There are three major OpenConfig models needed to configure a slice:
They are complementary to each other (or, in other words, there are interdependences). That means that you need to commit configurations from all of them at the same time. Let’s start with the first model listed, “openconfig-interfaces”. The task of this model is to make sure that line ports (trunks) are “UP”. This operation should be done on each port you have in the slice (if you like to follow schemes, you can see that these ports correspond to “Transceivers on Line Ports”)

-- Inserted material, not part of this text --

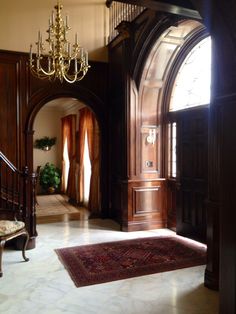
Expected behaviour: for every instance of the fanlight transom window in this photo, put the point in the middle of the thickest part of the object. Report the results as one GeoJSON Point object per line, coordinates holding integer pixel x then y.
{"type": "Point", "coordinates": [192, 84]}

interface = oc_interface.Interface()
interface.name = 'Optics0/0/0/5'
if_config = interface.Config()
if_config.name = 'Optics0/0/0/5'
if_config.type = iana_if_type.OpticalchannelIdentity()
if_config.enabled = True ## ”True” means “no shut”

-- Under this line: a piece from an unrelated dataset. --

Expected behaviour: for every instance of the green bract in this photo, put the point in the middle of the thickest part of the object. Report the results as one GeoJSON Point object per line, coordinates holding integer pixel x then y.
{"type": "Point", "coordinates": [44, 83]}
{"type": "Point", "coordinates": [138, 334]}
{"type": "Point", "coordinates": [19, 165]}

interface.config = if_config
oc_interface.interface.append(interface)
(the code, that you will see on GitHub) will have several enhancements to remove repetitive configuration, but the overall logic stays the same as in this document)
In the second model (“openconfig-terminal-device”) you need to define:
- Logical Ethernet Channels and map them to the client ports.
- Mappings between Ethernet Logical Channels and OTN Logical Channels.
- Mappings between OTN Logical Channels and Optical Channels.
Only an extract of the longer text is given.